At 81, Ellison appears two decades younger than his peers. People attribute this to genetics or wealth, but Ellison himself would credit his refusal to accept the conventional limitations of aging. Marriage to someone 47 years younger wasn’t about defying nature—it was simply another expression of his life philosophy: wanting what he wanted without apology.

Legacy and Vision: Where Does the Wealth Go?

In 2010, Ellison joined the ranks of the world’s mega-philanthropists by signing the “Giving Pledge,” committing to donate at least 95% of his fortune to charitable causes. Yet his approach to philanthropy distinguishes him from peers like Bill Gates and Warren Buffett. While they collaborate on collective initiatives and public advocacy, Ellison prefers solitude. As The New York Times reported, he “values his privacy and resists external influence.”

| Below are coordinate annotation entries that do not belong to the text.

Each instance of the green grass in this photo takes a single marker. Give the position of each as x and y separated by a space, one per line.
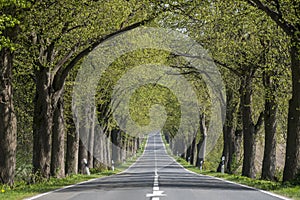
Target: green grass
23 190
287 190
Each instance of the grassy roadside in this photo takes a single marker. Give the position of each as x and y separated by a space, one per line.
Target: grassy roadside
287 190
23 190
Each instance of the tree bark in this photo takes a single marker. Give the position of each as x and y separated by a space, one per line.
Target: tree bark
72 148
249 128
91 138
82 154
292 160
228 132
42 123
115 138
58 141
8 121
201 146
269 160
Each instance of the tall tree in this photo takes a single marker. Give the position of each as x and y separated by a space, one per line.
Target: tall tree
55 55
10 16
286 16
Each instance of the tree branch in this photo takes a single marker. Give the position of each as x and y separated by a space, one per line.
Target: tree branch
288 28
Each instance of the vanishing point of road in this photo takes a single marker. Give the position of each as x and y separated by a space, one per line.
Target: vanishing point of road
157 176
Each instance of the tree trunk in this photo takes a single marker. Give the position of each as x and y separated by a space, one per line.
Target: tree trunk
91 138
269 160
193 147
58 141
115 138
248 129
292 160
201 146
82 154
228 132
72 148
8 121
42 123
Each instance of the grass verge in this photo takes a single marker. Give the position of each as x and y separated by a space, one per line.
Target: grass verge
23 190
287 190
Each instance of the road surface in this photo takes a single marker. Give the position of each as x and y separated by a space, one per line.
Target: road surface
156 176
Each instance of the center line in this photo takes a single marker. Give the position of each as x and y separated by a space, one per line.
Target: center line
156 193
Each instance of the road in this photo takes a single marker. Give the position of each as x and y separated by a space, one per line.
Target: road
156 176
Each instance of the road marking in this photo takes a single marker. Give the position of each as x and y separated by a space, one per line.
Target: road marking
156 192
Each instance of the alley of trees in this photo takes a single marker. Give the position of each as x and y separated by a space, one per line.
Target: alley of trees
254 43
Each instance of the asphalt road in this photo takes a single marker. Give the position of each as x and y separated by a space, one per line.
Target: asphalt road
156 176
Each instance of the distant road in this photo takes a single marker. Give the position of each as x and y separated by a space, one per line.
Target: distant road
157 176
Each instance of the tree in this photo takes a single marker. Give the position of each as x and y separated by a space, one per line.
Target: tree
286 16
10 19
55 55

His charitable giving reflects deeply personal priorities. In 2016, he donated $200 million to the University of Southern California to establish a cancer research center. More recently, he announced funding for the Ellison Institute of Technology, established jointly with the University of Oxford, to tackle medical innovation, agricultural efficiency, and climate solutions. His declaration was characteristically ambitious: “We aim to design the next generation of life-saving drugs, build low-cost agricultural systems, and develop efficient clean energy.”

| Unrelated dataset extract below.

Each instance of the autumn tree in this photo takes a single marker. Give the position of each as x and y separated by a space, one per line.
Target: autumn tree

This reflects Ellison’s ultimate philosophy: wealth exists as a means to pursue one’s vision without compromise. He won’t be remembered as a team player or consensus builder. He’ll be remembered as a man who refused to accept the world as it was given to him—neither the poverty of his childhood, nor the limitations of his education, nor the constraints of age, nor even the boundaries society places on how a billionaire should behave in matters of marriage and partnership.

At 81, after five marriages and fifty years in business, Larry Ellison remains exactly what he’s always been: a restless, uncompromising force of will, now with the resources to fully express that nature without apology.